An Indian court has recognized Himalayan glaciers, lakes and forests as "legal persons" in an effort to curb environmental destruction, weeks after it granted similar status to the country's two most sacred rivers (PRI, April 2017).
Grant Township in Pennsylvania, USA, has passed a law legalizing direct action to prevent the fracking wastewater injection wells within the township. The law permits non-violent direct action to enforce the provisions of the Grant Township Community Bill of Rights Ordinance which established rights to clean air and water, the right to local community self-government and the rights of Nature. The proposed well would be a violation of those rights.
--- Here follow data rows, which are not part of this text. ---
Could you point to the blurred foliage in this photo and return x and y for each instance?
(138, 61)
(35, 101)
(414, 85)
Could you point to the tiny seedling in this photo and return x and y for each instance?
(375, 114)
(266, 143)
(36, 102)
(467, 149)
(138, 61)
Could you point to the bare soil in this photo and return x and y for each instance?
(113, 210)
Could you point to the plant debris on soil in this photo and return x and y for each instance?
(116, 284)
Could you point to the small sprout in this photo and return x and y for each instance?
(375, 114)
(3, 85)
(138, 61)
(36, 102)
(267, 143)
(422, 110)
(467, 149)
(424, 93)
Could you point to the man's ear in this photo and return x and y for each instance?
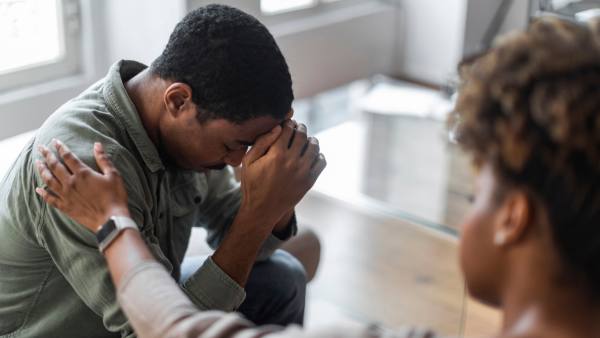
(178, 97)
(290, 114)
(514, 218)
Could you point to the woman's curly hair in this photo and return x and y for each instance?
(530, 107)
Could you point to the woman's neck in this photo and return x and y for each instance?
(536, 303)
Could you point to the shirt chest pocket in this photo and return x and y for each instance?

There are many other communities across the globe that are adopting or looking at adopting this legal framework. The recognition of the Rights of Mother Earth (Nature) is essential to create a sustainable future. Anishinaabeg leaders should explore these standards and strive to include them in their internal policies. Anishinaabeg and other Native Nations need to continue to work together to push these standards, both locally and globally.
The Rights of Manoomin
The Rights of Manoomin, modeled after the Rights of Nature, codify the right of manoomin to the right to pure water and freshwater habitat; the right to a healthy climate system and a natural environment free from human-caused global warming impacts and emissions; the right to be free from patenting; as well as rights to be free from infection, infestation, or drift by any means from genetically engineered organisms, trans-genetic risk seed, or other seeds that have been developed using methods other than traditional plant breeding.
This important ordinance would secure manoomin stronger protection from development projects. “Manoomin is sacred to the Anishinaabeg, and it is time the law reflects this,” explains Winona LaDuke, executive director, Honor the Earth. The Rights of Nature framework has been applied to watersheds, rivers, and mountains across the globe. This includes the city of Pittsburgh, which passed a Rights of Nature framework to block fracking in the city boundaries. “It is our hope that the White Earth Tribal Council makes the enlightened decision to adopt this ordinance and protect our manoomin for future generations,” LaDuke adds.
The Community Environmental Legal Defense Fund (CELDF), with its International Center for the Rights of Nature, is assisting Honor the Earth in the development of the draft law. “This is a very important step forward in the Rights of Nature movement. This would be the first law to recognize legal rights of plant species,” explains Mari Margil, CELDF’s associate director.